The same fellow went to a village in Mali where he started asking the villagers what their problems were and what they needed to overcome them. It raised the hopes of the poor villagers who did not know that the Canadian fellow was just making baseless conversations without an iota of intention to solve their problems. I was shocked at his calumny and said so to him, but he just shrugged it off.
Once I was in Niamey, the capital of Niger where two Europeans wanted a meeting with the director of an agricultural program so asked me to interpret for them because they could not speak French. It turned out that these toubabou meaning white foreigners wanted to impose their strict terms on the use of funds in the project and insisted that only their candidate would handle the money showing that they did not trust the locals. The director flatly refused so the meeting ended but I noticed how the director challenged the notion that only the foreigners could run their project and decide whom to trust. So, I thought that the time has come for the Africans to stand up to these outsiders and show them the door. It was a positive change that was sure to come.
I have seen the extreme poverty in Mali, Burundi and Burkina Faso where poor people wore tattered clothes and their children with flies on their face and malnourished bodies stretched their thin arms to beg for whatever the Toubabou could give them. All foreigners are called Toubabou meaning white foreigners, but I was ashamed that it included me.

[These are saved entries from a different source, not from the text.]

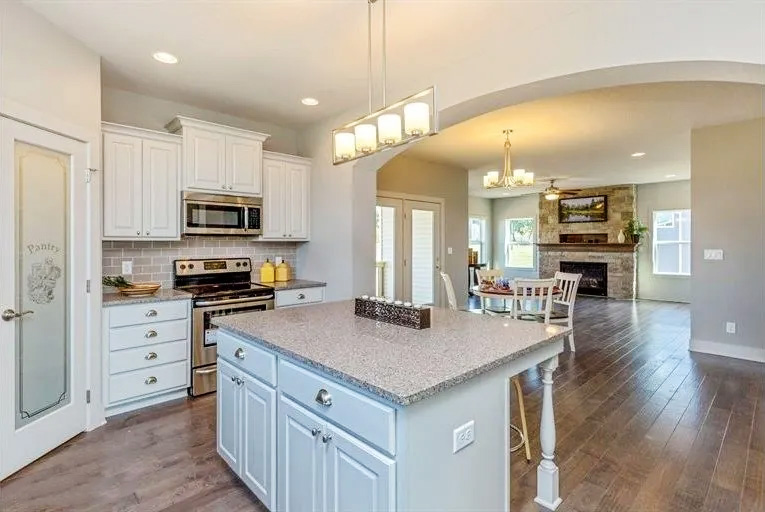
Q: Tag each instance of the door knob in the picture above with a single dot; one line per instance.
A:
(10, 314)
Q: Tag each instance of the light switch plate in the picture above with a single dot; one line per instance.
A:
(463, 436)
(713, 254)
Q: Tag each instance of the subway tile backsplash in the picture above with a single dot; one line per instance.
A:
(153, 261)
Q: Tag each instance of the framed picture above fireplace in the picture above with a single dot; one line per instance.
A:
(583, 209)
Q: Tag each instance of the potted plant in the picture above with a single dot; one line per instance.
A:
(636, 230)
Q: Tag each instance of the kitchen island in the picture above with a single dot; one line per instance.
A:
(319, 409)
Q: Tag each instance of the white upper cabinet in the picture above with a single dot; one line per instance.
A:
(220, 159)
(141, 183)
(286, 197)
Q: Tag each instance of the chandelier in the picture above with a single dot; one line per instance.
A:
(405, 121)
(511, 178)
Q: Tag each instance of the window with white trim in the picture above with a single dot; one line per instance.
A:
(672, 242)
(477, 234)
(519, 242)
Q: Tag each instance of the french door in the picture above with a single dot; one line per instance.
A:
(43, 219)
(408, 247)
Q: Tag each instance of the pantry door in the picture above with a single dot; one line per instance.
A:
(408, 249)
(43, 302)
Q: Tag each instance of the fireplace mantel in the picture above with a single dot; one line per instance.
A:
(571, 247)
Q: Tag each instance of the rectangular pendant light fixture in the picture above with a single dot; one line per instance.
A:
(402, 122)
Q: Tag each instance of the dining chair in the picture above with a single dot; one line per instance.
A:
(568, 284)
(533, 298)
(490, 275)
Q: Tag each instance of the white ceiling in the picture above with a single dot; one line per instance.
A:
(586, 139)
(258, 58)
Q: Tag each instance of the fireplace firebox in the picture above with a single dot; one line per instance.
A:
(594, 276)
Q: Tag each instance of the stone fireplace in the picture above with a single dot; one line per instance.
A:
(592, 247)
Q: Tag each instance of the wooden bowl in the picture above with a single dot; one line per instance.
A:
(141, 289)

In Burundi the poverty was widespread. The Hutus, who are mainly the farmers, wore tattered clothes and their kids looked malnourished because they could not afford milk or meat. The Tutsis who felt superior to the Hutus thanks to the Belgian anthropologists, only made the matter worse until it exploded in Rwanda where the Hutus who were in majority rose up to take revenge on the Tutsis and slaughtered them en masse just before I arrived in Burundi. It was the same in Burundi where the Tutsis took revenge on the hapless Hutus there.

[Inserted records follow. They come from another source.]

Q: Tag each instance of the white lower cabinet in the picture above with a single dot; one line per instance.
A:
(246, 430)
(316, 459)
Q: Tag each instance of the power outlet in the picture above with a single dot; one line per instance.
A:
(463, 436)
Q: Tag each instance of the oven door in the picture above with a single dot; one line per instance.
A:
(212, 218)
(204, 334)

A Spanish nun whom I had known in Mali wrote to me that she was now working in Rwanda so I asked her to leave Rwanda immediately because I could sense that something very bad was about to happen. I could feel the tension there between the Hutus and Tutsis and decided not to work in Rwanda although I was offered a job and went instead to work in Burundi. But it was the same situation there that led to massive bloodshed in these two countries while UN just watched it passively and took no measures to stop the genocide.